At left, one of those artful drawings that never got painted; sketched fast to capture the fleeting moments of preparing food prior to a meal with friends, while vacationing in Wells, Maine. Making it up as I went along, which allowed me to turn my friend Diane into a geisha, and her husband Heinz into the man at the cutting board as well as at the stove. Their friend Barbara Yeager supplied the other figure at the cutting board. Will I ever paint this in color? doubtful, as the drawing has charms that would be lost under layers of paint. But as the inspiration for a new work of art? Why not?? Thanks for that encouragement Cathy L.
When I wasn’t working at a drawing board, either at the office or at home, I was often at the easel, painting reminiscences of back home in Maine, like the panoramic image above, or the colorful painting of a sunset at left. My first year in Philadelphia was fraught with times of tremendous home-sickness for the country. I was not particularly excited about Philadelphia as a city. After living in NYC, it felt provincial. I was here for a particular reason, to study for two years, after which I was going to high-tail it elsewhere – where that ‘elsewhere’ was going to be however, I was still clueless. I figured that time would reveal where next.

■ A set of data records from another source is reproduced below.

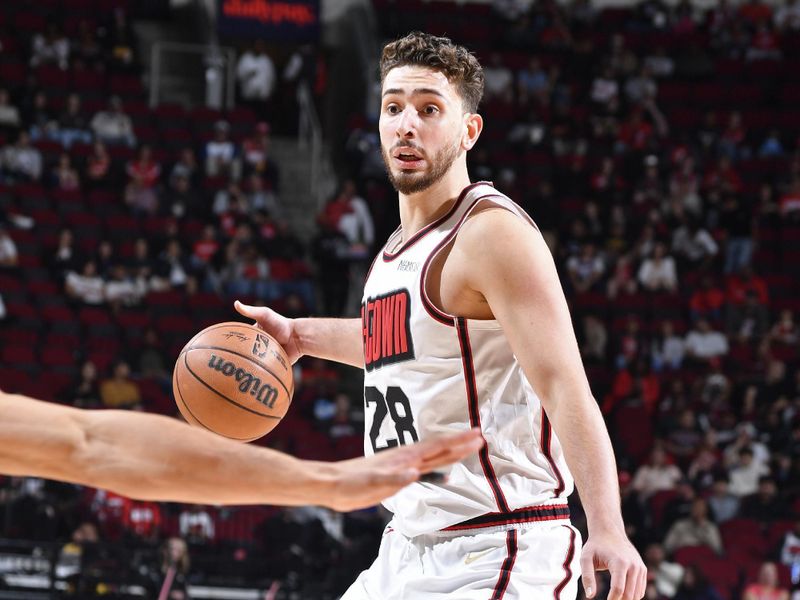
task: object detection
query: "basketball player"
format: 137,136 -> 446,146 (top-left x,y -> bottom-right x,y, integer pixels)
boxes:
0,391 -> 481,510
236,33 -> 646,600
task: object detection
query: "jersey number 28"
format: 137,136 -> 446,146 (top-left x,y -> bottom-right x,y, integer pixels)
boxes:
364,386 -> 419,452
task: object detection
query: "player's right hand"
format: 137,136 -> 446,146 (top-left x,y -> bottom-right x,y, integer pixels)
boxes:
323,429 -> 484,511
233,300 -> 303,364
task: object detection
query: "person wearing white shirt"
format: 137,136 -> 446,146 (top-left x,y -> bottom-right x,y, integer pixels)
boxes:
236,40 -> 275,101
631,447 -> 683,501
686,319 -> 728,361
0,223 -> 19,268
65,260 -> 106,305
638,242 -> 678,292
729,448 -> 769,498
3,131 -> 42,181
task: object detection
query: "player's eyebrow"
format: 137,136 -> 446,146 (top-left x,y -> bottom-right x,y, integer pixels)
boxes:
383,88 -> 446,100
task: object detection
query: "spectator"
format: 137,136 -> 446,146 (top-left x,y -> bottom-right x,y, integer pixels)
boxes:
0,223 -> 19,270
84,140 -> 111,188
726,290 -> 769,343
517,56 -> 550,105
206,121 -> 241,181
638,242 -> 678,293
122,500 -> 161,544
2,131 -> 42,183
769,308 -> 800,346
664,498 -> 723,554
719,194 -> 753,274
137,327 -> 171,384
644,544 -> 683,598
56,94 -> 92,148
483,52 -> 514,104
312,211 -> 350,317
673,565 -> 723,600
236,40 -> 276,105
774,0 -> 800,33
90,96 -> 136,147
567,243 -> 605,293
64,260 -> 105,305
632,446 -> 683,502
742,562 -> 789,600
686,319 -> 728,362
52,152 -> 81,191
0,88 -> 22,132
581,315 -> 608,364
100,360 -> 142,410
50,229 -> 78,281
590,65 -> 619,108
707,474 -> 739,525
155,537 -> 191,600
169,148 -> 201,190
726,265 -> 769,306
781,516 -> 800,586
672,219 -> 719,270
730,447 -> 769,498
105,263 -> 147,310
741,475 -> 788,523
65,360 -> 102,408
246,173 -> 282,221
625,65 -> 658,104
125,145 -> 161,215
758,129 -> 786,158
242,121 -> 280,190
150,239 -> 192,290
31,21 -> 69,71
644,46 -> 675,79
178,504 -> 214,544
106,6 -> 136,72
650,321 -> 685,372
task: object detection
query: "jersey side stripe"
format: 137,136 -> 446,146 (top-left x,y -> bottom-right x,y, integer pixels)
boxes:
457,317 -> 510,513
541,407 -> 564,498
491,529 -> 518,600
553,525 -> 575,600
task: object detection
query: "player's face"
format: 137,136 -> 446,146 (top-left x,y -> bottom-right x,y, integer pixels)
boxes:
380,66 -> 467,194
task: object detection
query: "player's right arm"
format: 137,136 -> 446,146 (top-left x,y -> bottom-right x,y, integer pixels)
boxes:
0,391 -> 482,510
234,300 -> 364,369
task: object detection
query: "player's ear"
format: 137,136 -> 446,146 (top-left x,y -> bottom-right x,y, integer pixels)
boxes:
461,113 -> 483,150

The city scape at left – unfinished – is a virtual anomaly, the only one I attempted before 2010. The view was looking west from my bedroom window on the second floor of the apartment building where I lived; 1514 S. 6th Street in Philadelphia, my ‘home-sweet-home’ for the first five years in this city. Yes, Philadelphia grew on me in time; I stayed here rather than moving on after two years, as I had thought I would. I started getting comfortable with myself, with who I was, as an eccentric solitary-yet-social being, in many ways for the first time in my life. So as I approached the end of my second year here in early 1988, I decided to stay for at least one more year. I had a good job, my social life was going okay, and I realized that there was no other particular place on the planet that I was burning to move to with the idea of possibly settling down. I realized I was already settled; why should I leave now?